TORONTO - The pitchout didn't get Rajai Davis. It was very close, but now the tying run stood at second base. So David Robertson thought to himself, OK, it's up to me to finish off Brett Lawrie, get the ball to Mariano Rivera for the ninth inning and save the season.
Joe Girardi had a different idea.
He was going to Mariano Rivera. Immediately. Robertson is considered one of the game's premier set-up men, and as trustworthy as any player Girardi has on his roster. This was not Phil Hughes (more on him later), Shawn Kelley or Joba Chamberlain.
But Robertson also is not Rivera, and to Girardi, it didn't matter that he was in the middle of an at-bat, with the count 1-and-0 to Davis. The manager had Rivera warming as soon as Davis singled with two outs in the eighth inning, and he wasn't going down with him waiting in the bullpen.
Sorry, Robby. "Mo's been in this situation so many times," Girardi said afterward. "You talk about experience, experience, experience -- and that's what he's down there for."
It was the fourth time in exactly two weeks that Girardi had called on Rivera for the eighth inning, and he doesn't sound like that's going to stop until Rivera's retirement becomes official. But last night, seeing Girardi bolt toward the mound -- after a pitchout, no less -- caught Robertson a bit by surprise.
"I thought I was staying in to get Lawrie," Roberston said. "But it is what it is. You got Mo back there. He's pretty good."
No argument here. And Girardi is getting more antsy by the minute. After the Yankees lost their fourth straight Tuesday night, dropping the series opener to the Blue Jays, Girardi said they were getting "darn close" to must-win territory.

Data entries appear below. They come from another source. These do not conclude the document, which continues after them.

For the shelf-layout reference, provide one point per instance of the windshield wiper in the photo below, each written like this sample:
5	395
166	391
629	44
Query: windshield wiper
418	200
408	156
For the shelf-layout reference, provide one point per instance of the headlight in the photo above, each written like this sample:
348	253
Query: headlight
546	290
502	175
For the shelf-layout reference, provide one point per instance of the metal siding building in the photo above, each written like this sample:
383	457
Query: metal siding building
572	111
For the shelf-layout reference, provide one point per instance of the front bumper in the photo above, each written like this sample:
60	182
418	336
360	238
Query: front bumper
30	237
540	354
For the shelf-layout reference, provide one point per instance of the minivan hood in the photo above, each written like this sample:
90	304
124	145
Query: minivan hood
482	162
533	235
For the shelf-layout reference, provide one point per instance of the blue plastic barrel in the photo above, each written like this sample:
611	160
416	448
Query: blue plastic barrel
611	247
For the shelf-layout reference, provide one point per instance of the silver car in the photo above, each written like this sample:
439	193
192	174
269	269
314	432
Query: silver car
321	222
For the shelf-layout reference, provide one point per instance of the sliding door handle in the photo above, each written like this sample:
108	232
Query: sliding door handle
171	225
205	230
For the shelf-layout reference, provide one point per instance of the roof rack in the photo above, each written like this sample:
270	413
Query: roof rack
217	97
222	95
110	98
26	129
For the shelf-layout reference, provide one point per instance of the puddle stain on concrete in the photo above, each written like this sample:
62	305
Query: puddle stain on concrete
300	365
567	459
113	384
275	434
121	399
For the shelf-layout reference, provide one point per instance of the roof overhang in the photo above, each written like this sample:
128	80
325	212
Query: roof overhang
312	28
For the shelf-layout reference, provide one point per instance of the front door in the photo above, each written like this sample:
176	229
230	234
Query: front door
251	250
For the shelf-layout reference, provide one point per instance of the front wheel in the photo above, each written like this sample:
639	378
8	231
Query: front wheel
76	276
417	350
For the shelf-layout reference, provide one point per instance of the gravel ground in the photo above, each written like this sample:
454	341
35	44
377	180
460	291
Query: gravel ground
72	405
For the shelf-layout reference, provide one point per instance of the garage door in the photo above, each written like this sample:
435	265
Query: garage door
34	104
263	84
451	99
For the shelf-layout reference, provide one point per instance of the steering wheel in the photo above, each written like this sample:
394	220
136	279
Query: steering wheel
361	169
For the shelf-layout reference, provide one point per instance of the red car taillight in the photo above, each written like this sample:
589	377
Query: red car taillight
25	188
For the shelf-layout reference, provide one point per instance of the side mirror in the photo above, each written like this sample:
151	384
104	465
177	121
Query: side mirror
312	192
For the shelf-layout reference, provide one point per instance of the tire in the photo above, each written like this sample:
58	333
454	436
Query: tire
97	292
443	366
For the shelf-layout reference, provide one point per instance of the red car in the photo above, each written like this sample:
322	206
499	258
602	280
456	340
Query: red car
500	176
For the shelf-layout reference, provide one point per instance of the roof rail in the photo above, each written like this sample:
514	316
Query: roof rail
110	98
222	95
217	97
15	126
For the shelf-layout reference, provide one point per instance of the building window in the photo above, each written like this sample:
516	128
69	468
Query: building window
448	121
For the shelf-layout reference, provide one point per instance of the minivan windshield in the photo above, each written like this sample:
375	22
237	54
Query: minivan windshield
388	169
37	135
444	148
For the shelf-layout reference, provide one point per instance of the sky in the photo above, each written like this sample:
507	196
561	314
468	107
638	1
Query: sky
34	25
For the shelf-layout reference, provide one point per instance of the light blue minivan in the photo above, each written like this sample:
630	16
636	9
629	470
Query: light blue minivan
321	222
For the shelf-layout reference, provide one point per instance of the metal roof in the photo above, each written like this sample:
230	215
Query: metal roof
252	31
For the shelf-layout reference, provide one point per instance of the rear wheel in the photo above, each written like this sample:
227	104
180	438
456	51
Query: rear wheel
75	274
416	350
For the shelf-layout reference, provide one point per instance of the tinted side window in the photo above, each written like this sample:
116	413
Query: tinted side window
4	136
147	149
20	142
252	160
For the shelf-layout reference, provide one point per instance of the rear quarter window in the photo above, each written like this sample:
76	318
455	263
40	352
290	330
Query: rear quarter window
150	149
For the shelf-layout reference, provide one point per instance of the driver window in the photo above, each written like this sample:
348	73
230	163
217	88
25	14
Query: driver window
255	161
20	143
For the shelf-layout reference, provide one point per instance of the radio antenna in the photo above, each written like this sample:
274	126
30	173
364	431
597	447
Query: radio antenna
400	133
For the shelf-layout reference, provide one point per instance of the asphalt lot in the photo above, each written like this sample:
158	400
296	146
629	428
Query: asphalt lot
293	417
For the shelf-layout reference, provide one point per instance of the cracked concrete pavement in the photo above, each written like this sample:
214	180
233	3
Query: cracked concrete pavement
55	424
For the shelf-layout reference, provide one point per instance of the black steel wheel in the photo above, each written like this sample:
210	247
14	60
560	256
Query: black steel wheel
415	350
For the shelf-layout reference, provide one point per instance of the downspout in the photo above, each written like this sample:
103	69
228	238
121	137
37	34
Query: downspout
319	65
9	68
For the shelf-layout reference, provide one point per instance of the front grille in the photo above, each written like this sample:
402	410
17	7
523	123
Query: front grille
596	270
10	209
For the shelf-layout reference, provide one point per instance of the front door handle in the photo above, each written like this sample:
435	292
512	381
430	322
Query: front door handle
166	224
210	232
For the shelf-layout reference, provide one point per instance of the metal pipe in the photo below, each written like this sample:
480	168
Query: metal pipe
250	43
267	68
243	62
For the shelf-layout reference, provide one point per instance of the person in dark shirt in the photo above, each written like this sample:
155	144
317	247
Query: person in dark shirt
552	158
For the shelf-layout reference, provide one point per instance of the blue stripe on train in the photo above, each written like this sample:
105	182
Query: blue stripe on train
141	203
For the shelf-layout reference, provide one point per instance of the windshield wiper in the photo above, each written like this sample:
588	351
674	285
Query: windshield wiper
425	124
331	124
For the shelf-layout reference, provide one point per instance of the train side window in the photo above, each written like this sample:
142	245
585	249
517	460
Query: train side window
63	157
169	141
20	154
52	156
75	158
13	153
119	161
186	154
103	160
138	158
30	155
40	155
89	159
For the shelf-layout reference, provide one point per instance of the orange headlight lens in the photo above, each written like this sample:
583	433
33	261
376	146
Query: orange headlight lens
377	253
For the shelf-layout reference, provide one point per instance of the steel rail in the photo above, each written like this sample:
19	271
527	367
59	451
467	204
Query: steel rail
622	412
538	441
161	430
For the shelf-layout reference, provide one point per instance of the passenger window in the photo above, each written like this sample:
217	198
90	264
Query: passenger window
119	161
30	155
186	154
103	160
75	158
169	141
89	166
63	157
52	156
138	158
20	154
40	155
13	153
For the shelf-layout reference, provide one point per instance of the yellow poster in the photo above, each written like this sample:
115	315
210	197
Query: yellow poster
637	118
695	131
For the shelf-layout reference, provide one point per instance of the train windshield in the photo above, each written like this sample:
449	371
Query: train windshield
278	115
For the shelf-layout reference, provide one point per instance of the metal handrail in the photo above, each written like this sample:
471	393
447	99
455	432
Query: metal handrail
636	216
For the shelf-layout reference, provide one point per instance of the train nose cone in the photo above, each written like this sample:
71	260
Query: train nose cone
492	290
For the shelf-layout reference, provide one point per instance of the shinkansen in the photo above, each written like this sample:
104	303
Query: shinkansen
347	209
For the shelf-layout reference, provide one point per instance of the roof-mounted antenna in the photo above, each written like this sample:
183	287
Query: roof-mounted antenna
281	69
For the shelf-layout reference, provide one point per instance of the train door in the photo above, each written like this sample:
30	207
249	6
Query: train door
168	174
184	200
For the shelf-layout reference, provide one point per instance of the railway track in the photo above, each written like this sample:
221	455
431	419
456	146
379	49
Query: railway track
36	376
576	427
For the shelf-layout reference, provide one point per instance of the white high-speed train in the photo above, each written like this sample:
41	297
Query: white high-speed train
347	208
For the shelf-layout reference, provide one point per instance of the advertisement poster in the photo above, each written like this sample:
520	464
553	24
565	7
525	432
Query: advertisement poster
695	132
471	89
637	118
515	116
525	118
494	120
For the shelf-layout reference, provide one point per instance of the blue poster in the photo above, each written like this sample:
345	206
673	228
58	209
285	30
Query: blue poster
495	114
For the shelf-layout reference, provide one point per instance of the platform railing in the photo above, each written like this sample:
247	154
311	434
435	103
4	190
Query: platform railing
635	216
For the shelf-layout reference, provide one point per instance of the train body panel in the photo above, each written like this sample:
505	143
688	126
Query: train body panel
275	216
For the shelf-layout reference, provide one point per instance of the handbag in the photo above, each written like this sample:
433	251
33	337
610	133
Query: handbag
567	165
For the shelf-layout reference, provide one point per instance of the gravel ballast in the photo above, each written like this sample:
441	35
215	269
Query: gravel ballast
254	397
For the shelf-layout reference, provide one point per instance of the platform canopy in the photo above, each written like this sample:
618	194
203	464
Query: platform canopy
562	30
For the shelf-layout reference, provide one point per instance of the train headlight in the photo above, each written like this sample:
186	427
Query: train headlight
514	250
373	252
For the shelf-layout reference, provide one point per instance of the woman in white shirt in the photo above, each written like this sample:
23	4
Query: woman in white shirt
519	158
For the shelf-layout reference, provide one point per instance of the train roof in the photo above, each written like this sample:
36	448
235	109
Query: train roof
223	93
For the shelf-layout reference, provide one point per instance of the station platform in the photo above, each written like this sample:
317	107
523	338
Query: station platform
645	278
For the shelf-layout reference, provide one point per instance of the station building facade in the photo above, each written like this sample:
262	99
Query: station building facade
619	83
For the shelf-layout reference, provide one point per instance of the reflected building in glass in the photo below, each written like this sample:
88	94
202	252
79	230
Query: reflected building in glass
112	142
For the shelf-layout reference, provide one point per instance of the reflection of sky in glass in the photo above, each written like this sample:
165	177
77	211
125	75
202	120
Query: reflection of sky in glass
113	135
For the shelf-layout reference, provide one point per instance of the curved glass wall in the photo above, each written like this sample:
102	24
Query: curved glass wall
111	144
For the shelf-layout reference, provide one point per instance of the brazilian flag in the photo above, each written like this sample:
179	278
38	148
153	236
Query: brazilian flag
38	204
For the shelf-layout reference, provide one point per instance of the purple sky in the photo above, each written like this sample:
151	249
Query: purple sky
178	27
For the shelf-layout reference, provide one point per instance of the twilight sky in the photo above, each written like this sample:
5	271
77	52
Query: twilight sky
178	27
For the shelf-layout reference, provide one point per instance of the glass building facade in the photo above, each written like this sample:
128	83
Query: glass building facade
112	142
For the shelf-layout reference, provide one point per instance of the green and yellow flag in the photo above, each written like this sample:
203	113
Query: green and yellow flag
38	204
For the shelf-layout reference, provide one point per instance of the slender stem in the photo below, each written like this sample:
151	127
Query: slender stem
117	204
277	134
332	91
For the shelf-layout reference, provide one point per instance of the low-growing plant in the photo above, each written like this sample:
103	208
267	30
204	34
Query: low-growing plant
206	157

As soon as Hughes served up a two-run homer to Colby Rasmus in the fourth inning last night, the Yankees had driven right past "darn close" and crossed the town line into Panic-ville. Girardi was up the steps before Rasmus' ball even landed in the upper deck, signaling for the lefthander David Huff, otherwise known as his safety net for the volatile Hughes.
Poor Phil. He brought this on himself, of course. But even for him, knowing that he can't afford to give up a single run must be unnerving. Girardi already took away his rotation spot earlier this month by starting Huff in his place. But after the manager restored it, Hughes now resides in a sort of baseball purgatory, waiting for the inevitable mound visit.
It's shutout or bust for Hughes, and as much as Girardi and pitching coach Larry Rothschild brief him on the game plan, it still startles him with how fast they pull the plug. No pitch count, no innings limit. If Girardi senses things are about to go wrong, he's coming for the baseball.
"It's a little strange," Hughes said. "But this time of year, you can't really complain too much. Just try to get wins at any cost. This is the situation I'm in and I'm trying to embrace it as much as I can. See what happens."
Huff didn't seem like much relief, teeing up Ryan Goins' first career home run one out later. But he kept the Yankees in the game long enough to put together the comeback that allowed for Rivera to protect a 4-3 lead in the eighth.
As we all know by now, the Yankees don't have the luxury of getting cute with a lead of any kind, and Girardi wasn't going to gamble with this one by proving how much faith he has in Robertson. He assumed his set-up man would understand.
"Absolutely," Robertson said. "I think it's the mind-set we all have right now -- we'll do whatever it takes to win. We're trying to scratch our way into the playoffs."
For Girardi, it didn't take much explaining. "I don't think there's any arguing who the greatest relief pitcher of all time is," Girardi said, "and that's what I went with."